The 802.11 Data-Link layer is divided into two sublayers:
The upper portion is the IEEE 802.2 Logical Link Control (LLC) sublayer, which is identical for all 802-based networks.
The bottom portion of the Data-Link layer is the Media Access Control (MAC) sublayer, which is identical for all 802.11-based networks. The 802.11 standard defines operations at the MAC sublayer. The MAC sublayer acts as an interface between the lower layer PHY and the upper LLC sublayer.
When the Network layer (layer 3) sends data to the Data-Link layer (layer 2), the data is handed off to the LLC and becomes known as the MAC Service Data Unit (MSDU). The MSDU contains data from the LLC and layers 3–7. A simple definition of the MSDU is that it is the data payload that contains the IP packet plus some LLC data.
When the LLC sends the MSDU to the MAC sublayer, the MAC header information is added to the MSDU to identify it. The MSDU is now encapsulated in a MAC Protocol Data Unit (MPDU). A simple definition of an MPDU is that it is an 802.11 frame.

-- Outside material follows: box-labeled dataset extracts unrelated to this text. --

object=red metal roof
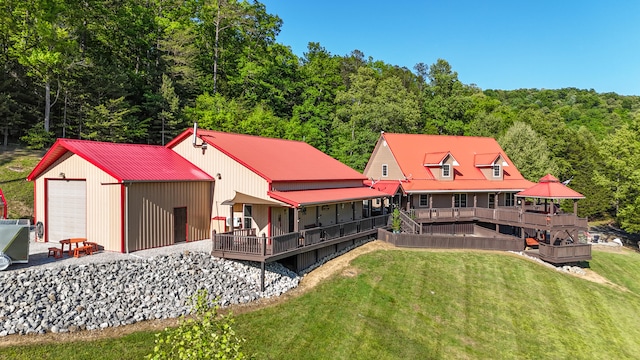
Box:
[423,151,449,166]
[382,133,534,192]
[167,129,366,182]
[516,174,584,199]
[364,180,400,196]
[475,153,500,166]
[268,187,389,207]
[27,139,213,182]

Similar to the way the Data-Link layer is divided into two sublayers, the Physical layer (PHY) is also divided into two sublayers. The upper portion of the Physical layer is known as the Physical Layer Convergence Procedure (PLCP) sublayer, and the lower portion is known as the Physical Medium Dependent (PMD) sublayer. The PLCP sublayer prepares the frame for transmission by taking the frame from the MAC sublayer and creating the PLCP Protocol Data Unit (PPDU). The PMD sublayer then modulates and transmits the data as bits.
When you are at a door, it could be the entrance or the exit. It depends on what side of the door you are on, but either way, it is the same door. The PLCP Service Data Unit (PSDU) is a view of the MPDU from the other side. The MAC layer refers to an 802.11 frame as the MPDU, while the Physical layer refers to this same exact 802.11 frame as the PSDU. The only difference is which side of the door you are on, or, in the OSI model, from which layer of the model you are looking at the frame.
When the PLCP receives the PSDU, it then prepares the PSDU to be transmitted and creates the PLCP Protocol Data Unit (PPDU). The PLCP sublayer adds a preamble and PHY header to the PSDU. The various PHY headers will be discussed in detail in Chapter 2. The preamble is used for synchronization between transmitting and receiving 802.11 radios. After the PPDU is created, the PMD sublayer takes the PPDU and modulates the data bits and begins transmitting.